HomeGoogle Chrome Tutorial

Hide a Google Chrome extension button (or restore it)

1Show/hide Chrome extension button - Step 1

Some Google Chrome extensions you install automatically display a button in the toolbar, on the right of the address bar ("omnibox"). Some, like blocking Google analytics from tracking you, just add functionality in the background. Others, like the one that lets you email a link to the current URL, will add an envelope icon to the toolbar. Before you know it, the entire bar is taken over by buttons! I'll show you how to hide buttons, but still access their functionality.

2Show/hide Chrome extension button - Step 2

First, know that you can hide the button without uninstalling the extension: if rely on the button to access its functionality, you'll first need to add a keyboard shortcut to that extension: go to the menu button > More tools > Extensions, and scroll to the very bottom.

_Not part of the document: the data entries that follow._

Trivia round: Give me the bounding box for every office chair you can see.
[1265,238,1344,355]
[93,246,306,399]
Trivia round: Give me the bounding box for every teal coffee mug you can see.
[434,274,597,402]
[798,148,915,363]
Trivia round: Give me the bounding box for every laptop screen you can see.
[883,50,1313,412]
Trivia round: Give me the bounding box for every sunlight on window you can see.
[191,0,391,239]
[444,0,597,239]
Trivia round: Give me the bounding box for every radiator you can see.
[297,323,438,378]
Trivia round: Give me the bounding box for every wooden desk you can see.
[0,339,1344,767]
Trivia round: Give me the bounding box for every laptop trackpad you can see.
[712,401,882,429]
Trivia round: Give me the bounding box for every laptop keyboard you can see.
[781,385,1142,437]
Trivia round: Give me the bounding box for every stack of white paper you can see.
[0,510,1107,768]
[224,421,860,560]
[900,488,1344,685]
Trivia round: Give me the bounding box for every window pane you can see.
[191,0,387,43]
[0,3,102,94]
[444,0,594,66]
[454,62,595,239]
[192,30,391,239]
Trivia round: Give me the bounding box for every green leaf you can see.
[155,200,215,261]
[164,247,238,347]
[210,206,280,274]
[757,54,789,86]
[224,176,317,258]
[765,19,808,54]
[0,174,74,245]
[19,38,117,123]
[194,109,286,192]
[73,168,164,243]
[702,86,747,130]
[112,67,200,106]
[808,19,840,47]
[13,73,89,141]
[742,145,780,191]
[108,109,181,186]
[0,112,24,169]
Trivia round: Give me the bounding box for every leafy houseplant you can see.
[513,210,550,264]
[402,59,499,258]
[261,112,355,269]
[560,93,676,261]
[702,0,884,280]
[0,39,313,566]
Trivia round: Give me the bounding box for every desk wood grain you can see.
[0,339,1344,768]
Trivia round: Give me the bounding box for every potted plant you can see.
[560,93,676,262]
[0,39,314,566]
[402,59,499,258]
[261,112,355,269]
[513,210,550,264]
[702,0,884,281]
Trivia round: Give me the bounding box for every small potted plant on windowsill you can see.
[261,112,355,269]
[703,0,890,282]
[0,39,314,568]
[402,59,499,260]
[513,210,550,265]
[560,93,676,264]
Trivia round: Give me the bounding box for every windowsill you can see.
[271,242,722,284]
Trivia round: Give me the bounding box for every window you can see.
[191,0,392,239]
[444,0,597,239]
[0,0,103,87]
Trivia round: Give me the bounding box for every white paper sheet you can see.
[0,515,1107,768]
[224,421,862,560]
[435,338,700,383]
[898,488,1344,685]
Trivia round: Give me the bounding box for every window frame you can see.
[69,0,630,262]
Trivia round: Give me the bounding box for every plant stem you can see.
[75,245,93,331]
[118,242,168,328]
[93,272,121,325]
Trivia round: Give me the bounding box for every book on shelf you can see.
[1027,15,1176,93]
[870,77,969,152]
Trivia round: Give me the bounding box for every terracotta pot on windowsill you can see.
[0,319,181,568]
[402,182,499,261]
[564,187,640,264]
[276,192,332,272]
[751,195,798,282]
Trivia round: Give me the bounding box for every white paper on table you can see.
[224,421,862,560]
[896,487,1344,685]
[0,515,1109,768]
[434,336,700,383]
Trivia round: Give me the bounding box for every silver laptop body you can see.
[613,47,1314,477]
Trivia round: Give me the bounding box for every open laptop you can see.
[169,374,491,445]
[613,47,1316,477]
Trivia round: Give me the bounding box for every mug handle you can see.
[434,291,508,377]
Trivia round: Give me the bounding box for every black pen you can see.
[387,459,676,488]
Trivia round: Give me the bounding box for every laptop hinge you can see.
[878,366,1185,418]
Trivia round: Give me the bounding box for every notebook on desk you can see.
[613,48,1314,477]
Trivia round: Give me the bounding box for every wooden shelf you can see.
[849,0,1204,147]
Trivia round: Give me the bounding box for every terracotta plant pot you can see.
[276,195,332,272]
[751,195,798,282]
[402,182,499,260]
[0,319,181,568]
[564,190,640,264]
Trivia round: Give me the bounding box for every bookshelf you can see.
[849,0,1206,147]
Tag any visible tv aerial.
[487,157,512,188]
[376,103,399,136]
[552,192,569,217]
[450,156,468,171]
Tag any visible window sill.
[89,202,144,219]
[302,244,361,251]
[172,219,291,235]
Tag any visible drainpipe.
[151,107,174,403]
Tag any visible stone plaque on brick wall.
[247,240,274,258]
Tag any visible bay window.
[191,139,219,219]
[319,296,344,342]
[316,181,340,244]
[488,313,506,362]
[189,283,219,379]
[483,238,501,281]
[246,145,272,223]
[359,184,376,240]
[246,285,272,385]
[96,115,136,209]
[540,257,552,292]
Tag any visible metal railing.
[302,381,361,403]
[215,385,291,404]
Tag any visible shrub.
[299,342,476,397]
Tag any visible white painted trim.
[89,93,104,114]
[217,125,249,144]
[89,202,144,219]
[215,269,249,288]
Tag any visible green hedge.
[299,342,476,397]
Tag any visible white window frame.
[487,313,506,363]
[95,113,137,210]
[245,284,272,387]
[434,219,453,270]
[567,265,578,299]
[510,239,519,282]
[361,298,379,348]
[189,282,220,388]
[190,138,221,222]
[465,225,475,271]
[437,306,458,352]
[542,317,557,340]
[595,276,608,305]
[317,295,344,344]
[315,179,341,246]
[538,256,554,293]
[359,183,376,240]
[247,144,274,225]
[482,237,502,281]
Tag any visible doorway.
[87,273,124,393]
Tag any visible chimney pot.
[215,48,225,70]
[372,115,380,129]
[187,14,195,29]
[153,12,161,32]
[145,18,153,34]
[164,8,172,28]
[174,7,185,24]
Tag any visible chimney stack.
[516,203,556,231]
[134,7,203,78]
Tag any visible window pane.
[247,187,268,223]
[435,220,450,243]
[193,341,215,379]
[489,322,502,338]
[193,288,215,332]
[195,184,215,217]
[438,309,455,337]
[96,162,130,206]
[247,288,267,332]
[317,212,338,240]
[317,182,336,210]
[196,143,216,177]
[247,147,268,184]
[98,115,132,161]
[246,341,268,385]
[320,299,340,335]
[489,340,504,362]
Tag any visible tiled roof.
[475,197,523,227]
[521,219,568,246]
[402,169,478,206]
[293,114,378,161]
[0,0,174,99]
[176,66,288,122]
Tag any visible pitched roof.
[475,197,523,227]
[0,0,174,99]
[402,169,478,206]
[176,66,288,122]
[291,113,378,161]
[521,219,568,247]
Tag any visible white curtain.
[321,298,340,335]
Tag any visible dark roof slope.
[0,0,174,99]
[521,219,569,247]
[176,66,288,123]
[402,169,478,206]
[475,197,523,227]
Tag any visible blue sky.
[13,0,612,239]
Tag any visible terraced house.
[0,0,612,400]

Click on the "Keyboard shortcuts" link, and type a hotkey for each extension whose button you want to hide (or any other!)

3Show/hide Chrome extension button - Step 3

Now comes the easy part: just right-click on any button you want to remove, and choose "Hide button" from the context menu. Keep going until your toolbar looks more manageable. If there are add-ons you no longer want to use, just pick "Remove from Chrome" instead: that will uninstall the extension.

4Show/hide Chrome extension button - Step 4

Here's a bonus tip: before or after hiding them, you can re-arrange buttons' order by dragging them from their current position and dropping them into a new one. The vertical bar, visible on the screenshot, shows where the extension's button will be placed when you release the mouse, well, button.

5Show/hide Chrome extension button - Step 5

To resume showing a button you've previously hidden, click on the menu button in the top right corner and go to More tools > Extensions. Find the extension in the listing, and click on the "Show button" button next to it. Quick FYI: the "Allow in incognito" checkbox on the right, when checked, lets you use that particular extension in incognito (Google Chrome's private browsing mode). They're all disabled by default during incognito, out of privacy concerns.